Rather than January, February etc. I feel I should be reading the months rather as first month, second month and so on, unless of course Japanese has specific terms for those time periods.
So would that be a more appropriate way of reading or thinking in Japanese?
Do you mean the meanings? The readings are the hiragana / pronunciations.
一月 (いちがつ) doesn’t mean “first month.” It means January. It’s a proper noun for the first month of the calendar year, which we call January in English.
If someone wanted to say “first month” as in, “this is the first month of school,” they would say 一ヶ月目 (いっかげつめ) or 一番目の月 (いちばんめのつき)
The word 一月 (ひとつき) is different, and means “one month,” as in the length of time, regardless of where it fits on a calendar, but 一ヶ月 is a more common / casual way to express that idea.
Even in English we have the equivalent for September-December except that the Caesars added months.
Sept means seven
Oct- eight
Nov- nine
Dec - ten
If July (named for Julius) and August (for Augustus) hadn’t been added these would be like the Japanese versions and we don’t call them 7th month, etc,
What I am trying to impart here is that while I do know Japan has adopted the Gregorian calendar I do not know if Japan has adopted the concept of months. Latin months. Because January comes from Latin.
So when I come across the meaning of 一月 as January, conceptually that says to me first month, first moon, one moon, month one etc…

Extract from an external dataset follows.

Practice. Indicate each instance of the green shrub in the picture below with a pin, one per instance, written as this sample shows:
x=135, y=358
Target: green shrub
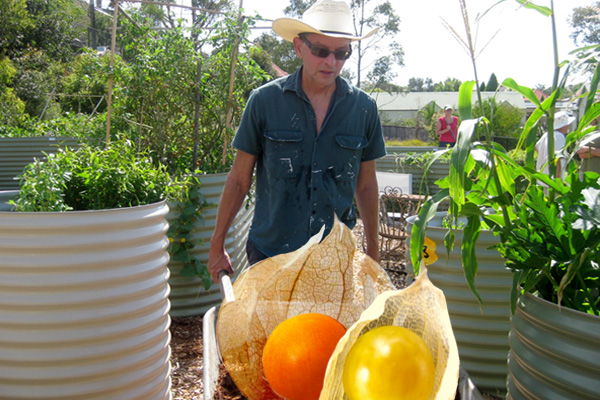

I guess my logic has always been that languages that derive from Latin have twelve months and languages that don’t derive from Latin just have like, a year and seasons?
There are older names for the months, but keep in mind these are older names, so you’re only gonna see them in period piece dramas, and occasionally as girls’ names. Also, these are based on the lunar calendar, so they don’t correlate directly to the current months, but here they are:
睦月(むつき)
如月(きさらぎ) or 衣更着(きぬさらぎ)
弥生(やよい)
卯月(うづき)
皐月(さつき) or 早苗月(さなえつき)
水無月(みなづき)
文月(ふみづき)
葉月(はづき)
長月(ながつき)
神無月(かんなづき or かみなづき)
霜月(しもづき)
師走(しわす)
Fun side note: the eldest girl’s name in My Neighbour Totoro is Satsuki, while the youngest girl is Mei. It’s a pun (Satsuki = the fifth month, Mei = the English month May = also the fifth month).
Just noticed one thing that’s not entirely clear here: you do realise that “the concept of months” is not an arbitrary invention of the Gregorian or even the Julian calendar, right? One month = one trip through the moon’s phases. (Well, ish. In actual fact, the moon does a full orbit thirteen times a year, but there you go.)
The system is based on the Chinese calendar, which uses both the sun and the moon. The numbering is based on 12 zodiacs, so the numbering is the same. The moon months are too short, so they added some leap periods from time to time. That year starts on the Chinese New Year obviously, it was just relabeled to fit the Gregorian calendar.
[Months are based on astronomic events, why shouldn’t they have months?]
I watched My Neighbor Totoro (in English) before learning Japanese, and I learned this trivia at that time. So when I started learning Japanese I was really confused as to why I was learning ごがつ instead of さつき for May.
I guess to an English dominant brain we don’t really need to break down a word like January into something like ‘first month of the year’ in order to understand it’s meaning. The meaning just comes naturally.
一月 is literally made up of one, moon though
So a Japanese dominant mind might completely skip the literal composition of the vocab and see it as… January?
It’s more that our English minds see “January” and immediately go “Oh, that’s the first month of the year”. In Japanese it’s just “first month” is explicitly the month’s name.
The important thing to remember is that words have meanings; they aren’t just the kanji they are made from. If you look in a monolingual dictionary, one of the definitions for 一月 is 1年の最初の月: literally, “the first month of the year”.
It’s more like if January was called Firsmon or something. Where the etymology is clear from the contents, but you couldn’t use it to mean “first month.”
A Japanese person does not hear いちがつ and think that it means what we would translate as “first month.”